Deferring communication, long delays and wasting CPU time

David@home
David@home
Joined: 11 Feb 05
Posts: 24
Credit: 11639
RAC: 0
Topic 189156

Hi

I regularly get messages like this under the messages tab:

11/05/2005 06:44:26|Einstein@Home|Deferring communication with project for 20 hours, 47 minutes, and 54 seconds

This happens even when a WU is close to completion. For example, the current Einstein WU has only 14 minutes left to run but that deferring communication message means that my boincmgr (version 4.25) will not connect to einstein@home for nearly 23 hours. The results get uploaded when complete but these delays mean that the second stage of connecting to the schedulers only occurs a whole day later. This often means that my result is the fourth in the quorum and I have effectively wasted the CPU time as my result has contributed nothing to the science since the first three WUs returned have already been validated.

Any ideas why einstein@home is defering communication for so long?

Thanks

Wurgl (speak^Wcrunching for Special: Off-Topic)
Wurgl (speak^Wc...
Joined: 11 Feb 05
Posts: 321
Credit: 140550008
RAC: 0

Deferring communication, long delays and wasting CPU time

Hidden Computers means no help from the community is possible :-(

Holmis
Joined: 4 Jan 05
Posts: 1118
Credit: 1055935564
RAC: 0

Hi I regularly get

Hi

I regularly get messages like this under the messages tab:

11/05/2005 06:44:26|Einstein@Home|Deferring communication with project for 20 hours, 47 minutes, and 54 seconds

This happens even when a WU is close to completion. For example, the current Einstein WU has only 14 minutes left to run but that deferring communication message means that my boincmgr (version 4.25) will not connect to einstein@home for nearly 23 hours. The results get uploaded when complete but these delays mean that the second stage of connecting to the schedulers only occurs a whole day later. This often means that my result is the fourth in the quorum and I have effectively wasted the CPU time as my result has contributed nothing to the science since the first three WUs returned have already been validated.

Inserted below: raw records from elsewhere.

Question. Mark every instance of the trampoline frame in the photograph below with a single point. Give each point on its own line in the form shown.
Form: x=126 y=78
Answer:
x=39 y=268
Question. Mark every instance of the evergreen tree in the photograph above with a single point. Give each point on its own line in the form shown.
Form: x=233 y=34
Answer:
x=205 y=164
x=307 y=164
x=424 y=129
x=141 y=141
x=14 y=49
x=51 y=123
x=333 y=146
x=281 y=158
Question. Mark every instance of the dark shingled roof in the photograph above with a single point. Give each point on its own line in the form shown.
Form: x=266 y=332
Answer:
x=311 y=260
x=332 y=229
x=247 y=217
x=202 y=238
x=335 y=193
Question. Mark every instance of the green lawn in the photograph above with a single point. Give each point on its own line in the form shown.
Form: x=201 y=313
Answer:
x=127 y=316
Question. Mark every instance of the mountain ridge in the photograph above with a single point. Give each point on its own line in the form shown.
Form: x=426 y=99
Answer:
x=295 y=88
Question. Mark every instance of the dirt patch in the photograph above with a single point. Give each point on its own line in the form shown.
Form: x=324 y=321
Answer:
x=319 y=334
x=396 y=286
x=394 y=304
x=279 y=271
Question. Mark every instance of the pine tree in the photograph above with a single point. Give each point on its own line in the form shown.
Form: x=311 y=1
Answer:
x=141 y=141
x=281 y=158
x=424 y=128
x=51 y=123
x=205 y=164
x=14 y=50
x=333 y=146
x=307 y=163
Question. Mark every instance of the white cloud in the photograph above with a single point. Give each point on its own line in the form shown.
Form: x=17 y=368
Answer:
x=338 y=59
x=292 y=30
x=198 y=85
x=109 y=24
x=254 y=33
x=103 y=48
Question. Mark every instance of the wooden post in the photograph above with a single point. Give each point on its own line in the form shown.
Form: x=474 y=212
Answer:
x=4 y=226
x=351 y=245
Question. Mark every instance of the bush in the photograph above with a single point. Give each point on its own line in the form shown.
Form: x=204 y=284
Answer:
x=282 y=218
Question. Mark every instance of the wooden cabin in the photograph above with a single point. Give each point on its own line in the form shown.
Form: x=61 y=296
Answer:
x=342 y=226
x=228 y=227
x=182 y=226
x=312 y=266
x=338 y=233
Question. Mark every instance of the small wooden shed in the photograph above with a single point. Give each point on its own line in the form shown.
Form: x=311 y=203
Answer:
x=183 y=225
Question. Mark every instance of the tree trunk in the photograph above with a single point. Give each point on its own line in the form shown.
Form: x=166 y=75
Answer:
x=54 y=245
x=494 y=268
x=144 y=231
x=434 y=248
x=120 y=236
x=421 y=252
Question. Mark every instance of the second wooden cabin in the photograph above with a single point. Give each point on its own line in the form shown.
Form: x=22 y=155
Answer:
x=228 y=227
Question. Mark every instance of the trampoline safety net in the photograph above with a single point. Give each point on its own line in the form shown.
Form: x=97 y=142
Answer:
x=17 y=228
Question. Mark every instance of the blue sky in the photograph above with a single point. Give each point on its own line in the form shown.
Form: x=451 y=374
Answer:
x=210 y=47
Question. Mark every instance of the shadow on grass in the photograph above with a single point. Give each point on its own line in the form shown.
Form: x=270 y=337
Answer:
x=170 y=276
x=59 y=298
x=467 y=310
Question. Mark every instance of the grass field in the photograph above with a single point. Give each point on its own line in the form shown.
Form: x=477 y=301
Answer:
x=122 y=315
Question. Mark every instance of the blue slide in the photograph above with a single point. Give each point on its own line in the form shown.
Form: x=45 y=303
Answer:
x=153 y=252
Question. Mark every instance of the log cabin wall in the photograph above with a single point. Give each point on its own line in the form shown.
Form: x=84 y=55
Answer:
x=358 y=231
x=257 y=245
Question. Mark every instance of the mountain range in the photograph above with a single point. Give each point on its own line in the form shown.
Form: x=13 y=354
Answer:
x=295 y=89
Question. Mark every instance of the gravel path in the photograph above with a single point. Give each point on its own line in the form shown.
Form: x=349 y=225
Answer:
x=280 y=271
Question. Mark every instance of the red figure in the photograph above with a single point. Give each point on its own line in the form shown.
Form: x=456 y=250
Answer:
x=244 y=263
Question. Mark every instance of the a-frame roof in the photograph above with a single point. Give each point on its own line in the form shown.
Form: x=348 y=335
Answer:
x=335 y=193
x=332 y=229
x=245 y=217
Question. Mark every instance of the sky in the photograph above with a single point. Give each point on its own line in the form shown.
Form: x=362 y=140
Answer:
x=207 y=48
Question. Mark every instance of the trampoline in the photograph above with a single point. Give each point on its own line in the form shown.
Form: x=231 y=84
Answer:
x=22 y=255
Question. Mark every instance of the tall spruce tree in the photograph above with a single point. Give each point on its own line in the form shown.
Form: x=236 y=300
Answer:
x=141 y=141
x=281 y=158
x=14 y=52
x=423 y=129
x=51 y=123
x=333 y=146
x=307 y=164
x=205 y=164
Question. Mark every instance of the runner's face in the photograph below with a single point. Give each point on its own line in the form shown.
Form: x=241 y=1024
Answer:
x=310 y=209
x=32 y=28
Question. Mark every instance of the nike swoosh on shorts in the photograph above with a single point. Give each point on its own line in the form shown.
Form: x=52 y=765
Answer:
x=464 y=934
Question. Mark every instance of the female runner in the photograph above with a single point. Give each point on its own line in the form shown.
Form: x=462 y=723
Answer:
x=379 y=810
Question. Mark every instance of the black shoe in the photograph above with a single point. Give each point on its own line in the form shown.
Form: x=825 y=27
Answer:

Any ideas why einstein@home is defering communication for so long?

Thanks

If you're using a dialup connection try to disabel network access under file-menu when not connected to the internet.
When the result is uploaded and in the "ready to report" state try to manully update the project from the projects-tab.
If you're using boinc 4.19 then right-click on the project and select update.
If you're using a newer version then left-click the project and update is to the left in the blue section.

David@home
David@home
Joined: 11 Feb 05
Posts: 24
Credit: 11639
RAC: 0

Hi Holmis Some good

Message 11554 in response to message 11553

Hi Holmis

Some good ideas

1) I am on a broadband always on connection so it can connect at any time. I could see how a dial-up connection could cuase Boinc Manager to delay but normally there should be no connection issues.

2) Manual update is how I currently do it, but this means I have to keep an eye on Boinc Manager and I was kinda hoping it would manage all this stuff on its own.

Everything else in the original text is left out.